After what seemed like an age there came, blessedly, the sound of the door closing again.
“Just a delivery, I guess,” I whispered. I stood up to open the closet door again.
But all our careful quiet was shattered a second later, when I yelped.
I yelped because a child-like, disappointed voice came from the pitch dark behind us.
“You killed three of my spiders.”
I flung the door open and stumbled out into the bedroom to flick the switch. To hell with anyone who saw lights in the windows; I needed to see what kind of monster was hiding in Madeline Underwood’s closet. Phineas came out with me, and stood between me and the closet door, fists raised.
“You didn’t have to kill them. That was mean.” The monster came out.
He was tall and gaunt, like the rest of his family, and wearing blue flannel pajamas speckled with red sailboats. Despite his childish voice he was grown, maybe older than Penny. His expression was frightened and angry. Surely this was not Mark Underwood. I couldn’t remember the voice of the man who’d spoken to me over the phone when I called the mayor’s office, but I was pretty sure it wasn’t this guy’s.
“I’m sorry we killed your spiders,” I said. “What’s your name?”
He looked from me to Phineas and back again. “I don’t have to tell you.”

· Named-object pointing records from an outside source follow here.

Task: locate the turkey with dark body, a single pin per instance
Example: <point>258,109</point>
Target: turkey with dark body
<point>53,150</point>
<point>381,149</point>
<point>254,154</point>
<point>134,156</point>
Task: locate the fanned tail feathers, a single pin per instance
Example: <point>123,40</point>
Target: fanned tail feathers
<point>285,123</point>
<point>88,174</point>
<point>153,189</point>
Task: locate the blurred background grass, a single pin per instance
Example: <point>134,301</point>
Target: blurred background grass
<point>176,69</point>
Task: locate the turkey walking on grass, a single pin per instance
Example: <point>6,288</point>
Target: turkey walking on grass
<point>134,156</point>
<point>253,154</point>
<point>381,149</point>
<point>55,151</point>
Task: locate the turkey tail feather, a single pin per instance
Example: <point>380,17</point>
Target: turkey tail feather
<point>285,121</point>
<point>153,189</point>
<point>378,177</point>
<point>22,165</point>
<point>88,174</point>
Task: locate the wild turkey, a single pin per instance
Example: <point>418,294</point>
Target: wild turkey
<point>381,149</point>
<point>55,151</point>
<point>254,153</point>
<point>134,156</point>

“No,” I agreed. “Of course you don’t.”
“It’s Max.”
“Nice to meet you, Max.” I was about to say I’m Lydia, then thought better of it. “Do you live here?”
“Why are you in here?” he asked. “You aren’t Sandra.”
“No,” I said again. I was flailing around for what else to say to this cadaverous, creepy, but somehow pathetic man, when Phineas put a hand gently on his
shoulder.
Max flinched away from him, stepping halfway back into the closet again. “I saw someone like you once. With yellow eyes. I wasn’t supposed to look at him. He punished me.”
“I’m not going to punish you.” Phineas seemed relaxed, almost his usual chipper self. Max looked at him, then smiled.
“No. I think you’re nicer than the other one.”
“I hope so,” said Phineas. “And I didn’t know they were your spiders. I really am sorry. I thought they were Madeline’s.”
“She hates spiders,” Max said. “But they don’t let me out. So I have to use spiders to see. We can’t talk to each other, but they can show me. I’ve always been able to do it. With birds too, sometimes. ”
“They keep you here?” Phineas nodded into the closet. I took a step closer and saw what he must have seen all along: a baby blue sleeping bag, the same color as Max’s pajamas, and a red pillow, the same color as the sailboats. A bowl of water. A bowl, not a glass. As if he was a dog, except I suspected my dog was treated better than this poor man. There was a bruise, I saw, healing on his cheek, barely visible even now that I was up close. His fingernails were bloody, but that may have been from biting them himself. His hair was thin, the whites of his eyes almost yellow.
“We can get you out,” I said.
Max started to scream.
There was no stopping him, no calming him. It was pure, blind panic. He curled into a ball on his sleeping bag and shrieked and shrieked, no matter what we tried, until we knew we’d already stayed too long, that his screams were going to bring someone down on us, and we hurried out of Madeline’s suite.
We took off down the hall, the screams still loud behind us even though the door was closed and locked again. We rushed back toward the main staircase, then sideways into the east wing as we heard a voice and fast footsteps coming upstairs. Two or three people had popped out of their rooms to see what all the commotion was, and we did our best to blend in, although our own rooms were down the opposite hall, on the west side. From that end, just below Max’s shrieks, I could hear Wulf starting to howl.